ホテルの会場に入ると、抱一ばかりか、北斎「来燕帰雁図」「月見る虎図」、若冲「乗興船」拓版、応挙「梅に鶯図」、蘆雪「雁来紅小禽図」、渡辺崋山「富峰驟雨図」など、なかなかの充実振りだった。
いや〜、日本の企業もいいものを持っているではないですか。見直しました。

特に応挙の小品が印象に残る。梅の小枝に止まる鶯を墨で単純化して描いたもので、抑制された線描の自在さが素晴らしい。1785年の描き初めだそうだが、一年のはじめに相応しい絵だ。

欧州の絵画はモネ、マネ、ブーダン、キスリングなど。マネの静物画は珍しかった。だが何故こういう絵画がコレクションされたのだろう?脈絡が読めないので、奇妙だという感慨を抱いてしまった。

会場を出て、隣の大倉集古館へ。「金色の織りなす異空間」展。国宝「古今和歌集序」、「巻子本古今集切」「平家納経」(模作)など、どれも素晴らしい。国宝「普賢菩薩騎象像」も初めて観るものだ。
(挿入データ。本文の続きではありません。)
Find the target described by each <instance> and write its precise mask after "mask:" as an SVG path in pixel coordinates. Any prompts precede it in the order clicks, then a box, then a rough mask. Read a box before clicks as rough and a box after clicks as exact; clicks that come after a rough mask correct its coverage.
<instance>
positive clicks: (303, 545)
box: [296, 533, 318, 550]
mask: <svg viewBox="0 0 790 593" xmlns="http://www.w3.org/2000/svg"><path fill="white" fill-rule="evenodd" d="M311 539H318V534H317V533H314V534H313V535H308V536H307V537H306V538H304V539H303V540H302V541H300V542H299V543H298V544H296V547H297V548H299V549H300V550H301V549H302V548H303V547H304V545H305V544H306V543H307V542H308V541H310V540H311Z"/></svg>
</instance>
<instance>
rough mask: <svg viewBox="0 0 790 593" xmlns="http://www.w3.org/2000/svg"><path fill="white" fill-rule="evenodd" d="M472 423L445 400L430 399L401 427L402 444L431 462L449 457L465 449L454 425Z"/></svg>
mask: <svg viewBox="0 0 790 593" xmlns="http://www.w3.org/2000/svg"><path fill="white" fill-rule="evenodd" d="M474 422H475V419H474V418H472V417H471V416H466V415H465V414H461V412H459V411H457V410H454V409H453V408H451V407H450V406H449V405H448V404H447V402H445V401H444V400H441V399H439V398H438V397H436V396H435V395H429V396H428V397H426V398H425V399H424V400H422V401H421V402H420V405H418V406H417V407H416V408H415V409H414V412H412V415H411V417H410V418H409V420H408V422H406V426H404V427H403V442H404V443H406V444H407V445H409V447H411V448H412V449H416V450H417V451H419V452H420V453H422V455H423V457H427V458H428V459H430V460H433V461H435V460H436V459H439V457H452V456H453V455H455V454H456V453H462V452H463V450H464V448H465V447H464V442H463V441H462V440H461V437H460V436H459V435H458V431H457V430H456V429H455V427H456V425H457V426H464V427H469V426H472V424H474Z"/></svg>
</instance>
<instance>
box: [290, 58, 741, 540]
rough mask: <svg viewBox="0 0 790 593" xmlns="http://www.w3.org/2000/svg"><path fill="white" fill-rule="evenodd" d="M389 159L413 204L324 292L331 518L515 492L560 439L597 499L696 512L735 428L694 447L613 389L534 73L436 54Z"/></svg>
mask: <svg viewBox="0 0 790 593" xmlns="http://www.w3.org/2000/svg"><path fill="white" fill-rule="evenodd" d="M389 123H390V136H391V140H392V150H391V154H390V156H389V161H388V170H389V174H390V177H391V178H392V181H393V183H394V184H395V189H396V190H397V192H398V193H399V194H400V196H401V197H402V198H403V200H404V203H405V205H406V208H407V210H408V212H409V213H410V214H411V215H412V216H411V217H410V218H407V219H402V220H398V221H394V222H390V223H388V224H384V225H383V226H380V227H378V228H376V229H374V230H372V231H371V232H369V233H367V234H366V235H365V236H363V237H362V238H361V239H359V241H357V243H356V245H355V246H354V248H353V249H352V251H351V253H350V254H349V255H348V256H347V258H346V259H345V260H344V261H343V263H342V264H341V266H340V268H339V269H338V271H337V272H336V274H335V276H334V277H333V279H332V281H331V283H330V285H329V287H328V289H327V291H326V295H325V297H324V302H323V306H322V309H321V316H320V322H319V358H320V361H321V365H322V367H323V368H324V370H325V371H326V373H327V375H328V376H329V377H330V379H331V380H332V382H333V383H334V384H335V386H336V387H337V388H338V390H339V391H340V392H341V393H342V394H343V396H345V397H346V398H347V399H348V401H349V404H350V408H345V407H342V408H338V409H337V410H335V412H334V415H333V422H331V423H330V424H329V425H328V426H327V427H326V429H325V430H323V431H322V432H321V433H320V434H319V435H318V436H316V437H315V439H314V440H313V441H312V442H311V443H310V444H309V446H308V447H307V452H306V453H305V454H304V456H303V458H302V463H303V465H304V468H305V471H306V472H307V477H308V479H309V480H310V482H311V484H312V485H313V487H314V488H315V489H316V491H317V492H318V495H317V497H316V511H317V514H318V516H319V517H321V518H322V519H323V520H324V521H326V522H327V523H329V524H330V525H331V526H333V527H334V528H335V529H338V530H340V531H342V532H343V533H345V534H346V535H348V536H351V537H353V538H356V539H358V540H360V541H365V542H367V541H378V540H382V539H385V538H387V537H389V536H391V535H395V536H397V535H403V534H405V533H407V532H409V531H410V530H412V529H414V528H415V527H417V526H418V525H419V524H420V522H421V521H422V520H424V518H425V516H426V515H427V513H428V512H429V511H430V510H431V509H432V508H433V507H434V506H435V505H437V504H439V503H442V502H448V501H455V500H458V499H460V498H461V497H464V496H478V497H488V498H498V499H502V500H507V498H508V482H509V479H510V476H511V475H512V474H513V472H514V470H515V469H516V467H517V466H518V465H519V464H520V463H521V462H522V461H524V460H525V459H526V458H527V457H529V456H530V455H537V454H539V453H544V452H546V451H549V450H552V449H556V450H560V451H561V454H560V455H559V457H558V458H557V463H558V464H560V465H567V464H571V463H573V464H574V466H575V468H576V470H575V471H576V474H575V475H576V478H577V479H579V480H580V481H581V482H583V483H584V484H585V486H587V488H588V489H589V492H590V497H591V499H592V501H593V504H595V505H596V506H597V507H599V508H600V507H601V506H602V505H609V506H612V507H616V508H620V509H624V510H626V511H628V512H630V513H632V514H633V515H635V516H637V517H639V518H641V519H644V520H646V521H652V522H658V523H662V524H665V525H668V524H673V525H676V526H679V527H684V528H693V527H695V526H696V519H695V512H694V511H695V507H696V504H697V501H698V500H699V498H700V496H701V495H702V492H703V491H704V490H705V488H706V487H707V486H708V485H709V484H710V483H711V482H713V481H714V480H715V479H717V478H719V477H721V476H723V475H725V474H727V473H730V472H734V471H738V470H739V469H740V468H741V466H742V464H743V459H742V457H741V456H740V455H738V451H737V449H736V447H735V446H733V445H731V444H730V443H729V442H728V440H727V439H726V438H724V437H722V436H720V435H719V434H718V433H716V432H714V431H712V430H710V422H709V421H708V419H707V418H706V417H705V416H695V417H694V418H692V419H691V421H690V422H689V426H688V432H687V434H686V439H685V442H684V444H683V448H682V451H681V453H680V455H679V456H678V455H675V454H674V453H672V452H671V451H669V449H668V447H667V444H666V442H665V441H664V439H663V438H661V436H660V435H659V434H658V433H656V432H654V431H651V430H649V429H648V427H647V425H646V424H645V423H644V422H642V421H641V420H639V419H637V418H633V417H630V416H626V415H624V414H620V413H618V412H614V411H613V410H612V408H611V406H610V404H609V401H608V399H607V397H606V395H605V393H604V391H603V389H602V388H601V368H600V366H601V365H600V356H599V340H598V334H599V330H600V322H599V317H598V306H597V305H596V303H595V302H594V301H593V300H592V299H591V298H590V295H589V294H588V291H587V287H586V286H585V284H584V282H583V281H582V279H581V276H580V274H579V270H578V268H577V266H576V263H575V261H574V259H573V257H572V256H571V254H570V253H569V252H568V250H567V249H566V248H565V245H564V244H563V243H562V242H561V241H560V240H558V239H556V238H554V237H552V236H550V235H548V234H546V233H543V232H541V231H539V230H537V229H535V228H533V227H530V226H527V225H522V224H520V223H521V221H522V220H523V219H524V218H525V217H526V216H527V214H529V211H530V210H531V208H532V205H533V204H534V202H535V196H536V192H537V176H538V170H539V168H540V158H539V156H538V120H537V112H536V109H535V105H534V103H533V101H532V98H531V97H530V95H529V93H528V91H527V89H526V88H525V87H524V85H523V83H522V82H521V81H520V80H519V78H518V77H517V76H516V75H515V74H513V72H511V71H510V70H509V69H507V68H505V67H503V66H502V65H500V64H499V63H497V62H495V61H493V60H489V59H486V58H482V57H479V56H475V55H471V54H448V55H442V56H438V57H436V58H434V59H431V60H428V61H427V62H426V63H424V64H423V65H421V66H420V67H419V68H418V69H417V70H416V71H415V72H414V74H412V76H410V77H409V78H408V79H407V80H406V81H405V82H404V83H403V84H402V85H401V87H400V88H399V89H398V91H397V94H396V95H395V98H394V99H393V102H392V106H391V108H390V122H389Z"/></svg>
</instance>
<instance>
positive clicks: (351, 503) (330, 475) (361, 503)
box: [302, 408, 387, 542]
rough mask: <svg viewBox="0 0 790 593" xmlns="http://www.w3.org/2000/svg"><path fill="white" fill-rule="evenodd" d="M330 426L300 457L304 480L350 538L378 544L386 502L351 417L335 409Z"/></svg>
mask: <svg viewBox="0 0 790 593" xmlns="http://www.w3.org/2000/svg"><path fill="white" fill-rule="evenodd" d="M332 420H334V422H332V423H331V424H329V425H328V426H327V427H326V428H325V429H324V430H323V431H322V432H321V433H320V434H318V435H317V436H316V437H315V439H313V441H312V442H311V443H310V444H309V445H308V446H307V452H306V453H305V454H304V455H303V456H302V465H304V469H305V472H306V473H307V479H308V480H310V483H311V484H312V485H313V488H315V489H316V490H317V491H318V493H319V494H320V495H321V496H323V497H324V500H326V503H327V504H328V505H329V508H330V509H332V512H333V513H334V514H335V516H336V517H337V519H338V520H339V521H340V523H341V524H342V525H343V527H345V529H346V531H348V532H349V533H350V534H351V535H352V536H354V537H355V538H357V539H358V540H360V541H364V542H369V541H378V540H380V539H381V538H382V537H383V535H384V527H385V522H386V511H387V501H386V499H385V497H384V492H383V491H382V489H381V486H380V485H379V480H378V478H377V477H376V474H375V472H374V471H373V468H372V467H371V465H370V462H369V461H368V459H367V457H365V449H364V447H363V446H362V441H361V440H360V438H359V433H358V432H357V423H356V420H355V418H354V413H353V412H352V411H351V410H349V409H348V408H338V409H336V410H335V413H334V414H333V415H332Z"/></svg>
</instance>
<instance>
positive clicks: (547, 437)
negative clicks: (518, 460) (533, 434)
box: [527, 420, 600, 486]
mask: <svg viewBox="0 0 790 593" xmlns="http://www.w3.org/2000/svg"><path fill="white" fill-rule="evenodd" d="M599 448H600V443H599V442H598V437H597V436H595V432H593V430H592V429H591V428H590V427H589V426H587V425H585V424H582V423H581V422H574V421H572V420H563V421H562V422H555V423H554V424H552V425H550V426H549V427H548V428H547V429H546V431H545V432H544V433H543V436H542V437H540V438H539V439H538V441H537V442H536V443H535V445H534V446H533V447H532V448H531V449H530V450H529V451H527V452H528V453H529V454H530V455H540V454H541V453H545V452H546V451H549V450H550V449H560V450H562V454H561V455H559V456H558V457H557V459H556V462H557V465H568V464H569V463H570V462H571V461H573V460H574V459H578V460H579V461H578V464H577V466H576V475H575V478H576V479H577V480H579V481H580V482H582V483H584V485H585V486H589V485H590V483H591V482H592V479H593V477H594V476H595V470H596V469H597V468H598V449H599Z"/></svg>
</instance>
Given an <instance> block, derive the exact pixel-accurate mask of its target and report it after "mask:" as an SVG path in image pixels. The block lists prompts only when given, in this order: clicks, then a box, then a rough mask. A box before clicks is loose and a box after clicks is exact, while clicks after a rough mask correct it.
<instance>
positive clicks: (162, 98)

両方の展示で予定時間を大幅に超過し、3時近くになってしまった。米国大使館の脇を通って虎ノ門へ。そういえば、9.11の翌年2月頃、花粉症防止のため、フードを被りマスクをしてここを通ろうとしたら、警官に呼び止められ、鞄を開ける開けないで、一騒動起こしたものだったが、あれからもう4年か。

銀座に出て買い物をしたら、すでに3時半になっている。予定では、この後、東博に行き、若冲展(3回目)を観るつもりだったが、遅くなったので、中止。近くのビヤホールで、軽く喉を潤してから帰宅した。